Can Mongo use a reference and compare values durin

2019-09-08 16:06发布

问题:

Given this document:

{
        "_id" : ObjectId("53f7287881a97c71e58e3514"),
        "title" : "My Page",
        "currentVersion" : 1,
        "versions" : [ 
            {
                "version" : 0,
                "content" : [ 
                    {
                        "data" : "foo",
                    }
                ]
            }, 
            {
                "version" : 1,
                "content" : [ 
                    {
                        "data" : "bar",
                    }
                ]
            }
        ]
}

Is there anyway, (via the aggregation framework or otherwise) to perform a document projection where the only content in versions is the one that satisfies versions.version==currentVersion for each document? I understand that the first step might be to $unwind but I'm stumped as to how to filter out documents where currentVersion!=versions.version.

Ideally, I would like to dispense with versions.version and use currentVersion as a positional pointer for versions.

Thanks!

Update

I've come up with the following, which does the trick, but feels slightly inelegant

db.test.aggregate(
    [        
        { $unwind: "$versions" },
        { $project: 
            {
                title:1,
                versionMatch: { $cmp: [ "$currentVersion","$versions.version"] },
                content: "$versions.content"
            }
        },
        { $match: 
            {
                versionMatch: {$eq:0}
            }
        },
        { $project: 
            {
                title:1,
                content: 1              
            }
        },
    ]
)

The better solution would be to be able to pluck the entry directly from versionsusing currentVersion as a pointer but I am not sure that's entirely possible.

回答1:

Sure you can improve upon this. Provided you have MongoDB 2.6 or greater then you can actually filter your already unique versions without needing to process an $unwind. This makes use of the $map and $setDifference operators introduced as of that release:

db.test.aggregate([
    { "$project": {
       "title": 1,
       "content": {
           "$setDifference": [
               { "$map": {
                   "input": "$versions",
                   "as": "el",
                   "in": {
                       "$cond": [
                           { "$eq": [ "$currentVersion", "$$el.version" ] },
                           "$$el.content",
                           false
                       ]
                   }
               }},
               [false]
           ]
       }
    }}
])

Or even possibly with $redact that is also introduced. Mind that this is recursive so this involves an arbitrary "project" of a matching value where the field to compare does not exist:

db.test.aggregate([
   { "$redact": {
       "$cond": [
           { "$eq": [ 
               { "$ifNull": [ "$version", "$$ROOT.currentVersion" ] },
               "$ROOT.currentVersion"
           ]},
           "$$DESCEND",
           "$$PRUNE"
       ]
   }}
])

Both will match the "versions" content to the "currentVersion" and remove other elements, though both do still keep a nested array and even the latter without the prettier projection, but you can always process $unwind on these with little performance penalty as the data is already reduced to one match.

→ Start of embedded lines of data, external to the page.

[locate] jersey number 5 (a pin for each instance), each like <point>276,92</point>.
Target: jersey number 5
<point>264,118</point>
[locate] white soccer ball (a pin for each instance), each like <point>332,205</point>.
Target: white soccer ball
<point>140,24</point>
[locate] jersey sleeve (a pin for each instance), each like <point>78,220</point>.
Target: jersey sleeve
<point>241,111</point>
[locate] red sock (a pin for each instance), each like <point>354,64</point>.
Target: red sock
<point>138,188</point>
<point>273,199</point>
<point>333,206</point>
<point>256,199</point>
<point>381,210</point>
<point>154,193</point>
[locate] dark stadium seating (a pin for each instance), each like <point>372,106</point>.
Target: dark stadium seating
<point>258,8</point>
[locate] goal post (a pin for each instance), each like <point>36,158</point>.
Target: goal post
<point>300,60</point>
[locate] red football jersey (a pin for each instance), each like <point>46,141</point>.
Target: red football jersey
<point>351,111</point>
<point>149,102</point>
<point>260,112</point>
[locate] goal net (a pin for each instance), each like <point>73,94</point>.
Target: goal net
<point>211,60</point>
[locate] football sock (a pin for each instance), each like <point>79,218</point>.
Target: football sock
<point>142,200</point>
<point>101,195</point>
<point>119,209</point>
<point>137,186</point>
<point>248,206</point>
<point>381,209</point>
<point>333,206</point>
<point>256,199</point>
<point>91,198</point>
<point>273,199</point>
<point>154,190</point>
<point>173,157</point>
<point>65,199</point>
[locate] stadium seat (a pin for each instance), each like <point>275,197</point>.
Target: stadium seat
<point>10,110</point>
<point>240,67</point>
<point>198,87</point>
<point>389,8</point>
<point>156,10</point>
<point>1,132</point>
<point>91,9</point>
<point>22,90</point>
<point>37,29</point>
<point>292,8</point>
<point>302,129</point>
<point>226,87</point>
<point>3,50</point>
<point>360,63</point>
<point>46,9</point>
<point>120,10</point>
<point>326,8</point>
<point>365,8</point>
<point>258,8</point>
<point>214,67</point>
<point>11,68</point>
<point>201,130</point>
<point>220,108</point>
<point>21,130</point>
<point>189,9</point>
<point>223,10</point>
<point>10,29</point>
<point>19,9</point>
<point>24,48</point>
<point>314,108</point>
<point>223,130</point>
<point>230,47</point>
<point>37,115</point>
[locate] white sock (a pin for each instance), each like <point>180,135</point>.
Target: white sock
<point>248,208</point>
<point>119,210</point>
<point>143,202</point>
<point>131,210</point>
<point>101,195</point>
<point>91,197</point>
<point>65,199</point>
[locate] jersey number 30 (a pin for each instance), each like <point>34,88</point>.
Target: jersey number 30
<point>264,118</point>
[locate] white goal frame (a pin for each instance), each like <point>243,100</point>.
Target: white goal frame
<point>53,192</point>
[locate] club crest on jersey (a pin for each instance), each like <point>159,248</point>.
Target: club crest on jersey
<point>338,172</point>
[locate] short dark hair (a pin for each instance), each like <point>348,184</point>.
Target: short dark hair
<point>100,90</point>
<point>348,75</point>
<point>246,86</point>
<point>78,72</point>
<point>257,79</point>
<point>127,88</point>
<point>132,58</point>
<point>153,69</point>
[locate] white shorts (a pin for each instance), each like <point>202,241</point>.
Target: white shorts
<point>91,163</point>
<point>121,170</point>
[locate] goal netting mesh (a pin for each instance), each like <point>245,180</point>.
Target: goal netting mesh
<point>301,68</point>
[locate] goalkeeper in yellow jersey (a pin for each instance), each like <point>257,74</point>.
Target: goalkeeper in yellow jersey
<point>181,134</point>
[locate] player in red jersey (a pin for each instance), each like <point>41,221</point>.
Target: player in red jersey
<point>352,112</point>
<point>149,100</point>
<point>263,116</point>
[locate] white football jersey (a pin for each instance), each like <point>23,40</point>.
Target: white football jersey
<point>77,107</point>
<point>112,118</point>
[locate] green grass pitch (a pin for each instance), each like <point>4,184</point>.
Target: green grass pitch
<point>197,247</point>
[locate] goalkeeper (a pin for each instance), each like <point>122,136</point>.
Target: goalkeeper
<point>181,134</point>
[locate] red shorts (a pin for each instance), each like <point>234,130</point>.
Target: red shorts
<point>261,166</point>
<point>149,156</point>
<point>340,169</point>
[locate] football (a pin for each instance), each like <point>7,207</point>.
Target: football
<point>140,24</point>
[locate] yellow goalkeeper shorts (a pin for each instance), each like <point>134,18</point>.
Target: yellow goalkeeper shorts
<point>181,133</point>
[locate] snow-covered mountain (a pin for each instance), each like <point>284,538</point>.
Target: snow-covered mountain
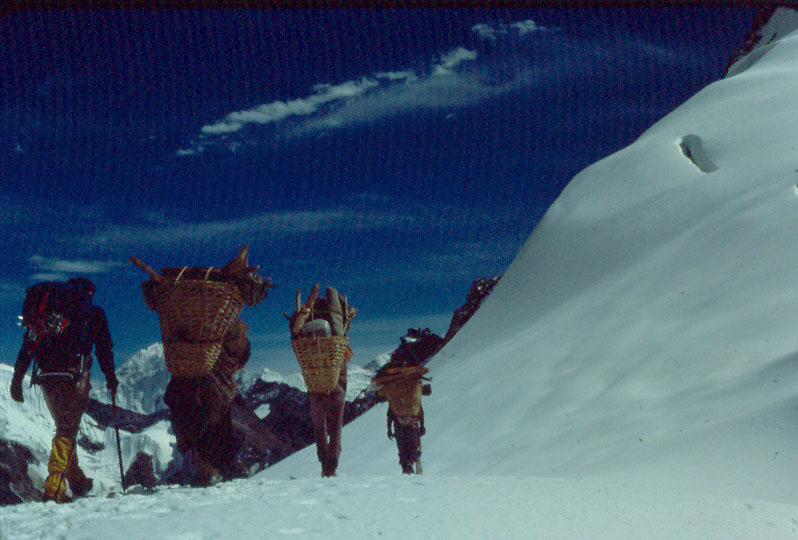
<point>631,376</point>
<point>645,332</point>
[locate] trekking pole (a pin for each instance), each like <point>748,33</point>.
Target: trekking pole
<point>118,444</point>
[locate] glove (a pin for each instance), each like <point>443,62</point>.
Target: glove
<point>111,383</point>
<point>16,389</point>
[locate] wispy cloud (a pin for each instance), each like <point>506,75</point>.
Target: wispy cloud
<point>494,31</point>
<point>280,110</point>
<point>64,266</point>
<point>385,93</point>
<point>53,269</point>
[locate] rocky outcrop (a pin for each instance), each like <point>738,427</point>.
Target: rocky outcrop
<point>480,289</point>
<point>15,485</point>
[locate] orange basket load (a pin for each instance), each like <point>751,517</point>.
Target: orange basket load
<point>318,338</point>
<point>320,359</point>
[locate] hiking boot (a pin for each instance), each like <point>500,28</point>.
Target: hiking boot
<point>81,488</point>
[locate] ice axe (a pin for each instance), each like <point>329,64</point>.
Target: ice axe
<point>118,444</point>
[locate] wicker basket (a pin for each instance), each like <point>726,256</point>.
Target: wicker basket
<point>194,316</point>
<point>196,311</point>
<point>404,396</point>
<point>321,359</point>
<point>191,359</point>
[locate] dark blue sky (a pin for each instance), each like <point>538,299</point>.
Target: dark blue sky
<point>396,155</point>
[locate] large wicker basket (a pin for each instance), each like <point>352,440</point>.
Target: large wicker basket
<point>321,359</point>
<point>194,316</point>
<point>402,387</point>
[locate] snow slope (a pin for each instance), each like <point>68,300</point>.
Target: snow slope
<point>633,374</point>
<point>645,332</point>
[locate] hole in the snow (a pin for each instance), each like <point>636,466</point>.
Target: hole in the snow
<point>693,149</point>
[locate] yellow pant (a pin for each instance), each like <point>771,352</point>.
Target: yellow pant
<point>67,401</point>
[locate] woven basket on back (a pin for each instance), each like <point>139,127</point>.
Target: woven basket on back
<point>404,396</point>
<point>321,359</point>
<point>194,316</point>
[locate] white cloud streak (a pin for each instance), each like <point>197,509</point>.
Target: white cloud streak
<point>60,267</point>
<point>494,31</point>
<point>447,83</point>
<point>280,110</point>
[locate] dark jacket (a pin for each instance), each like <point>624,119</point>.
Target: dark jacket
<point>66,352</point>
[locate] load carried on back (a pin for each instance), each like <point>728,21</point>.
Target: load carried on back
<point>197,306</point>
<point>402,386</point>
<point>400,382</point>
<point>318,337</point>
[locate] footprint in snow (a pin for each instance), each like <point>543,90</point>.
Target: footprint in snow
<point>693,149</point>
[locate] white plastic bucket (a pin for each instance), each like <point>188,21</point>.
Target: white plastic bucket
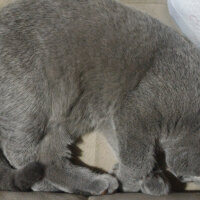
<point>186,14</point>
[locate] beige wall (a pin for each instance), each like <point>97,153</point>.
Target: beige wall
<point>96,151</point>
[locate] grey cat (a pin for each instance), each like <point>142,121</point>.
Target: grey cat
<point>69,67</point>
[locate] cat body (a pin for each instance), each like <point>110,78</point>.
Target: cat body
<point>69,67</point>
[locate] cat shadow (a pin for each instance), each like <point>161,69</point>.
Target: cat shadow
<point>176,184</point>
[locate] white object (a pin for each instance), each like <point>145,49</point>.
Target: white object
<point>186,14</point>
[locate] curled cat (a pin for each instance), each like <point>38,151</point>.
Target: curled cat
<point>69,67</point>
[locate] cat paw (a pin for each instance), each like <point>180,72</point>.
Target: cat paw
<point>104,184</point>
<point>155,184</point>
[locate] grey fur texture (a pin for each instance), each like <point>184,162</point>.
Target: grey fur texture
<point>69,67</point>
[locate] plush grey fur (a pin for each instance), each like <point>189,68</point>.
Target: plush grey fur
<point>69,67</point>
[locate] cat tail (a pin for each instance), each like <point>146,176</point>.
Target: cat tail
<point>19,179</point>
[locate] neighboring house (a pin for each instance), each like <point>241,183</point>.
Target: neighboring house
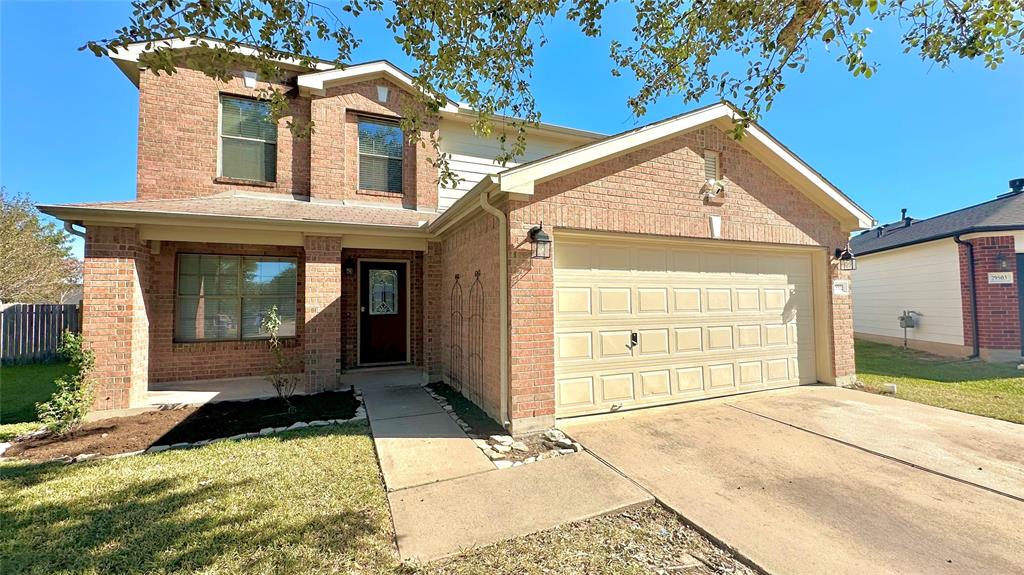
<point>924,266</point>
<point>653,291</point>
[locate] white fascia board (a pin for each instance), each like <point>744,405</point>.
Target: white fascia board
<point>133,51</point>
<point>863,219</point>
<point>520,179</point>
<point>317,82</point>
<point>468,115</point>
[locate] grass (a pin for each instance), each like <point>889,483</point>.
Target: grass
<point>467,410</point>
<point>307,501</point>
<point>24,386</point>
<point>993,390</point>
<point>304,501</point>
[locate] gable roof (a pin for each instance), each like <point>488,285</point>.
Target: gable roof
<point>1003,214</point>
<point>522,178</point>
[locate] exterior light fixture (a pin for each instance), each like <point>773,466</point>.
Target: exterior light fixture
<point>1001,262</point>
<point>847,261</point>
<point>541,241</point>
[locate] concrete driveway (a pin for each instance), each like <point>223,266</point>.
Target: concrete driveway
<point>824,480</point>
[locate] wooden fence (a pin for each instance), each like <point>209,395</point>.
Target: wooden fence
<point>32,333</point>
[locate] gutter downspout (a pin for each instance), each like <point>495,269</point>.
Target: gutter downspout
<point>503,267</point>
<point>976,347</point>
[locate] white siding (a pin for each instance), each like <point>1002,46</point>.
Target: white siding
<point>924,278</point>
<point>473,158</point>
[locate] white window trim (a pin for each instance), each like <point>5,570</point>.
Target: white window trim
<point>359,155</point>
<point>221,136</point>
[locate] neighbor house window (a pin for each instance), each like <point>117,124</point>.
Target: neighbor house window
<point>248,140</point>
<point>227,297</point>
<point>380,156</point>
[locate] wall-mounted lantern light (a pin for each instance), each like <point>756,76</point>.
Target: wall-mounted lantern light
<point>845,258</point>
<point>1003,262</point>
<point>541,241</point>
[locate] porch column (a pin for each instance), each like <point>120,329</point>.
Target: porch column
<point>322,339</point>
<point>116,324</point>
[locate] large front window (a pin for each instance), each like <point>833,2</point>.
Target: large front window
<point>380,156</point>
<point>248,140</point>
<point>227,297</point>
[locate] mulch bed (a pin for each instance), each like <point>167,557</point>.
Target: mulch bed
<point>482,426</point>
<point>133,433</point>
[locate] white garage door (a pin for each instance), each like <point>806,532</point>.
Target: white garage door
<point>643,323</point>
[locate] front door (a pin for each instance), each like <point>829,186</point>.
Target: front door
<point>383,313</point>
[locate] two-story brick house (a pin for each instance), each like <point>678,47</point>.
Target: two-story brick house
<point>684,264</point>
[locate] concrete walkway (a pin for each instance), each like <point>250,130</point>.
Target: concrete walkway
<point>417,442</point>
<point>445,494</point>
<point>444,518</point>
<point>829,481</point>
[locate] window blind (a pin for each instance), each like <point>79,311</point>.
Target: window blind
<point>249,140</point>
<point>381,145</point>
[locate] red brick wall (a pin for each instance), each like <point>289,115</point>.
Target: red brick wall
<point>179,131</point>
<point>179,135</point>
<point>468,344</point>
<point>652,191</point>
<point>335,147</point>
<point>116,325</point>
<point>349,303</point>
<point>324,283</point>
<point>998,321</point>
<point>170,361</point>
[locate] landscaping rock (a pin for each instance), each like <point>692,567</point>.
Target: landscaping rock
<point>502,439</point>
<point>554,435</point>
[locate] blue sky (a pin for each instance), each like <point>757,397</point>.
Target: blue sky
<point>912,136</point>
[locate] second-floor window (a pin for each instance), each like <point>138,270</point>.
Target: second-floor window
<point>248,140</point>
<point>380,156</point>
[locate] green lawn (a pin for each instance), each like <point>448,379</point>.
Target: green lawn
<point>993,390</point>
<point>305,501</point>
<point>308,501</point>
<point>24,386</point>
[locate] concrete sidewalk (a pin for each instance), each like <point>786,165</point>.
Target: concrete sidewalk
<point>441,519</point>
<point>417,442</point>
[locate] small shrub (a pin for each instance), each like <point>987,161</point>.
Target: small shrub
<point>73,398</point>
<point>283,379</point>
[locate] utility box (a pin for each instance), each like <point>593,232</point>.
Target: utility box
<point>908,319</point>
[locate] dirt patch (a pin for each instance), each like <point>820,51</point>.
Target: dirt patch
<point>647,539</point>
<point>167,427</point>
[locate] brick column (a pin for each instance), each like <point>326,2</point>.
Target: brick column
<point>322,338</point>
<point>844,359</point>
<point>531,332</point>
<point>116,323</point>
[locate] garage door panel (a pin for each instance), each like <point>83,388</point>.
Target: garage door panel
<point>708,322</point>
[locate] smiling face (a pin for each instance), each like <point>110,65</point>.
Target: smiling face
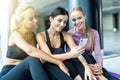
<point>29,19</point>
<point>59,22</point>
<point>78,19</point>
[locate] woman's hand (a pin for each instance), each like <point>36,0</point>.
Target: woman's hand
<point>76,51</point>
<point>96,68</point>
<point>63,68</point>
<point>88,73</point>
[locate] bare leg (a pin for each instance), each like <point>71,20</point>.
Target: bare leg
<point>101,78</point>
<point>78,77</point>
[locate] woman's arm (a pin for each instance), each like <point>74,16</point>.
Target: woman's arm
<point>63,56</point>
<point>31,50</point>
<point>97,49</point>
<point>71,44</point>
<point>34,52</point>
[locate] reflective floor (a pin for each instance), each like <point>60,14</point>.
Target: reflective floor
<point>111,55</point>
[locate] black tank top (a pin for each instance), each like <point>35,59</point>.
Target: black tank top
<point>56,50</point>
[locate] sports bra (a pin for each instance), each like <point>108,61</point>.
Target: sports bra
<point>56,50</point>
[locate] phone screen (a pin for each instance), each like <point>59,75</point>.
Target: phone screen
<point>83,41</point>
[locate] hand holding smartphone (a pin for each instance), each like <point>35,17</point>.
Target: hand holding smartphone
<point>83,41</point>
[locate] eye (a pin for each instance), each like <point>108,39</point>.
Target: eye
<point>59,20</point>
<point>73,20</point>
<point>65,22</point>
<point>30,18</point>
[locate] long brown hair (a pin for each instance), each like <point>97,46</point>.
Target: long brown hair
<point>88,30</point>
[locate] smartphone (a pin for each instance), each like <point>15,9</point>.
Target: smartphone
<point>83,41</point>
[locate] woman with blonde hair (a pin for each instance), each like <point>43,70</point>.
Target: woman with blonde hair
<point>88,37</point>
<point>22,59</point>
<point>52,41</point>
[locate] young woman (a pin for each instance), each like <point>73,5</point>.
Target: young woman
<point>52,41</point>
<point>22,62</point>
<point>82,32</point>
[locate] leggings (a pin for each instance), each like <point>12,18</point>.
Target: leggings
<point>57,74</point>
<point>90,60</point>
<point>29,69</point>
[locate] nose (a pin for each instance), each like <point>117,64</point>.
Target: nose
<point>77,21</point>
<point>62,23</point>
<point>35,20</point>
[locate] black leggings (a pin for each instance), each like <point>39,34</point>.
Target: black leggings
<point>57,74</point>
<point>90,60</point>
<point>29,69</point>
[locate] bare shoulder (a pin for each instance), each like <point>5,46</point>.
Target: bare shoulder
<point>40,35</point>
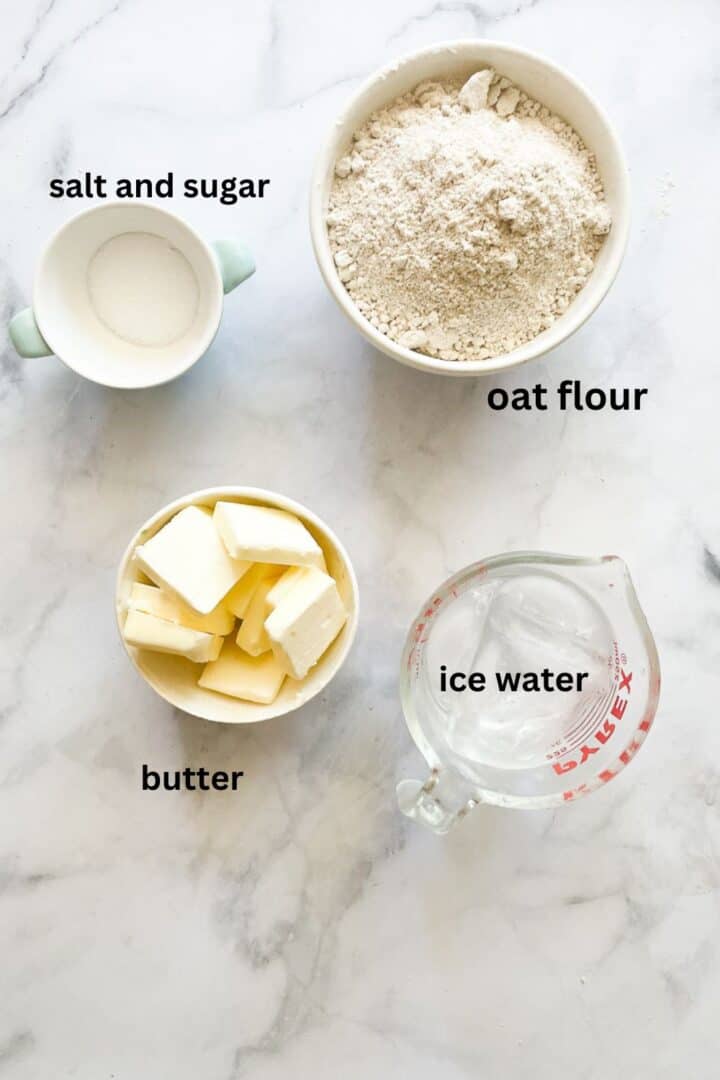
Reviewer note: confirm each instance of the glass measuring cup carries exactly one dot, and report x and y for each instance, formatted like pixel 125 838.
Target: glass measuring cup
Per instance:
pixel 540 744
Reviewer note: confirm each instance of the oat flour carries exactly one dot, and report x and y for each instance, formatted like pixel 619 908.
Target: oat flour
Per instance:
pixel 465 218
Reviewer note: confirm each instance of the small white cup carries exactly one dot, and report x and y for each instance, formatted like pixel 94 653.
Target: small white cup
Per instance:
pixel 63 320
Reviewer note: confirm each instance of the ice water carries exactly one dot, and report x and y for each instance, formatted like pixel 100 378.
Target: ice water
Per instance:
pixel 520 623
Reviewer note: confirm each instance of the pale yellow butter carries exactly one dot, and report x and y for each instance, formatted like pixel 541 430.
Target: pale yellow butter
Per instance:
pixel 307 618
pixel 188 556
pixel 148 632
pixel 252 635
pixel 239 598
pixel 240 675
pixel 165 605
pixel 266 535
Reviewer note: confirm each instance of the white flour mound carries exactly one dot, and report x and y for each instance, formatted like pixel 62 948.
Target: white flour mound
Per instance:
pixel 465 218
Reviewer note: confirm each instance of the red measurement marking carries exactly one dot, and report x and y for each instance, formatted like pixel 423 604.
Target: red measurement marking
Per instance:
pixel 605 731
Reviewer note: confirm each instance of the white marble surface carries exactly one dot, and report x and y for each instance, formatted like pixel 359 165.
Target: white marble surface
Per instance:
pixel 303 928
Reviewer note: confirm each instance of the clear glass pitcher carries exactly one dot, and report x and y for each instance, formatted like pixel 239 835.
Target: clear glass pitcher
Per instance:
pixel 527 680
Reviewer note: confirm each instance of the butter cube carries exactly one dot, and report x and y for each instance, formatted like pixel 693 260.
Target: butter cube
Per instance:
pixel 148 632
pixel 307 619
pixel 239 598
pixel 283 584
pixel 155 601
pixel 252 635
pixel 239 675
pixel 265 535
pixel 188 557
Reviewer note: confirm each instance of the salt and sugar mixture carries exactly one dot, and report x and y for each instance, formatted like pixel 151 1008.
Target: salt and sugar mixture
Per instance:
pixel 465 218
pixel 143 289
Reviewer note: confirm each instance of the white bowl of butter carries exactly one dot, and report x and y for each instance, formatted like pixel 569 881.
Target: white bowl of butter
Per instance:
pixel 145 570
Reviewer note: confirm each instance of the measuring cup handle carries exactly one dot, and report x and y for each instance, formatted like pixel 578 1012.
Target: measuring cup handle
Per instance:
pixel 439 804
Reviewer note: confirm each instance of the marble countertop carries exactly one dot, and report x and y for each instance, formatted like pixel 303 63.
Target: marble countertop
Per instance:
pixel 303 927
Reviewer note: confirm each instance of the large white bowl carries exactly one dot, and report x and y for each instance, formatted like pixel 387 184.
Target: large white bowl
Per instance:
pixel 175 678
pixel 548 84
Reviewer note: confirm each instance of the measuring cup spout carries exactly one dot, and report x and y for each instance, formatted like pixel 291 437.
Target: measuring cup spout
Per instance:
pixel 440 802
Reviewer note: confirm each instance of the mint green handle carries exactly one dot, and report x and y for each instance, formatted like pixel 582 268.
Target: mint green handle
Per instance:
pixel 26 336
pixel 235 261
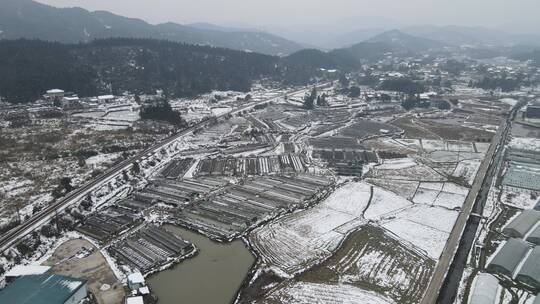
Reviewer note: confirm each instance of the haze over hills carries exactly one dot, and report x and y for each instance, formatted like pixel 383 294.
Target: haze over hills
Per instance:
pixel 29 19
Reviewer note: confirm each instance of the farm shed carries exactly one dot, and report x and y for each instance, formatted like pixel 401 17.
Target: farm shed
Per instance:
pixel 529 274
pixel 508 257
pixel 521 224
pixel 485 289
pixel 44 289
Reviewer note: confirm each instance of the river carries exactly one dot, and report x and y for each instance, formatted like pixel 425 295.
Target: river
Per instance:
pixel 213 276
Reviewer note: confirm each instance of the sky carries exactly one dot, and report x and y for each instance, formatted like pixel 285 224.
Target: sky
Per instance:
pixel 516 15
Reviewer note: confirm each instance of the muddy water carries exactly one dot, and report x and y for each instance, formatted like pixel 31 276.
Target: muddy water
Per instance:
pixel 211 277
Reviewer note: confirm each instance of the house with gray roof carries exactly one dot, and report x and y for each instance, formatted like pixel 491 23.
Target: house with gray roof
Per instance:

Earlier versions of MongoDB of course do not have the operators required to do this, so you are pretty much stuck with using $unwind and $project to get a logical match between the two:

db.test.aggregate([
  { "$unwind": "$versions" },
  { "$project": {
      "title": 1,
      "content": "$versions.content",
      "matched": {
          "$eq": [ "$currentVersion", "$versions.version" ]
      }  
  }},
  { "$match": { "matched": true } }
])

Noting that in all cases the best logical test is with $eq as $cmp should only be needed where the BSON Type varies such as NumberLong and NumberInt or you actually intend to compare types in by comparison order. It should also be more efficient being a basic test.

For larger result sets, dropping that final $project helps as well since the cost of processing through all results just to strip an unwanted field outweighs any benefit of doing so, and your generally better of ignoring or otherwise removing in post processing.

But where possible the first two forms will give the best performance which is largely due to removing the need to "unwind" which produces significantly more documents to process in the pipeline stages.